When I got to LA, I was soon in the Malibu groove. Briggs and I were up to our old tricks, having a lot of fun in the bars at night and lying around in the sun all day. I had rented a house on Broad Beach Road. Nanu became a regular on the Pacific Coast Highway (PCH). Ben had driven the car out from Nashville and brought it to LA. Nanu was the scene of many good times. There was a bar named the Crazy Horse Saloon in Malibu that we frequented. Poncho had a house on the PCH, and we hung out there, too. There were lots of girls and we were living the dream.
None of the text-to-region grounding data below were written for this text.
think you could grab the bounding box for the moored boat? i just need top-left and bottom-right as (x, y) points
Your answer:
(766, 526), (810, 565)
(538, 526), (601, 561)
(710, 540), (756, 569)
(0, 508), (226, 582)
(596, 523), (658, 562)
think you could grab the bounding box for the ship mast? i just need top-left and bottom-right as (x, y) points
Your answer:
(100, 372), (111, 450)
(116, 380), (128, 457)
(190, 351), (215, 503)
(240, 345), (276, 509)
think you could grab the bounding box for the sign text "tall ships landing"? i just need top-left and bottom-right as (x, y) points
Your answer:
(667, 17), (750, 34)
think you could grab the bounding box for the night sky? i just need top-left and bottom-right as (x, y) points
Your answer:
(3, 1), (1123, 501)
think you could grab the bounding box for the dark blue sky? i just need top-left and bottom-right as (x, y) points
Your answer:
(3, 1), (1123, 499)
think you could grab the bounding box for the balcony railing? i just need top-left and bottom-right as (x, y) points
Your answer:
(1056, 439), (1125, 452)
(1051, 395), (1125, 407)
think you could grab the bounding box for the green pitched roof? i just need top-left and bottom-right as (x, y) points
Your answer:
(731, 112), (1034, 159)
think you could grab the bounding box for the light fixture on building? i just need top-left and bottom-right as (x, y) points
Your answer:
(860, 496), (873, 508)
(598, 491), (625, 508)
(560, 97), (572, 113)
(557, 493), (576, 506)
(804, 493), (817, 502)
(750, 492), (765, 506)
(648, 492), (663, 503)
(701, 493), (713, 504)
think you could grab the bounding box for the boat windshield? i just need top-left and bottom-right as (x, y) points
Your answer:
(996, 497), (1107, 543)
I kept writing, and when I wrote “Cortez the Killer” and “Hitchhiker,” I called for the Horse to come and record. We decided on Briggs’s Point Dume house with the Green Board as the ideal location. I lived a few miles north near Zuma Beach. Malibu, with the Crazy Horse Saloon, was a few miles south. It was a perfect situation for good times.
The album
Zuma
is the first album we made with Crazy Horse after Poncho joined the band. It’s one of my favorites. The cover is by Mazzeo and came out of a conversation we had on a day trip from the ranch to Zuma. We set up a Green Board control room in Briggs’s den. We played in the garage. One day Bob Dylan, who lived nearby, came along and sang a blues tune with us. On a break, Bob and I took a walk around the neighborhood, talking about the similarity in some of the paths we had each taken. It was the first time we had ever really talked. I liked him.
Back at Briggs’s, we kept playing day after day and partying at night. We did the original “Powderfinger” and held it back. We did “Sedan Delivery” and held it back. My song “Born to Run” was recorded, left unfinished, and held back. “Ride My Llama” was completely finished and mixed and held back. We recorded a lot of tunes and held them back, but we released “Cortez,” “Don’t Cry No Tears,” “Stupid Girl,” and a bunch of other tracks on
Zuma
. It has a great feeling to it. Today I like listening to all of those tracks together in a compilation I call
Dume
that is in
The Archives Volume 2
. Those were some of the finest, most alive days of my life. I was getting past the lost relationship with Carrie, living the life with my best friends, making some good music, and starting to get a grip on something: an open future in my personal life and a new future with Crazy Horse after Danny.
Recently, I was in Point Dume visiting my producer friend Rick Rubin and told him about the sessions at David’s old house; we went for a drive and could not locate it. It may have been torn down. It was a classic ranch-style house with wooden shutters around the windows. I saw a few others still around in the style of David’s but couldn’t find the one. Strangely, though, when Rick ordered some fish tacos to go for us at the local place located in the Dume Shopping Center, it turned out to be the same spot where Briggs and I used to eat breakfast every morning back in the day.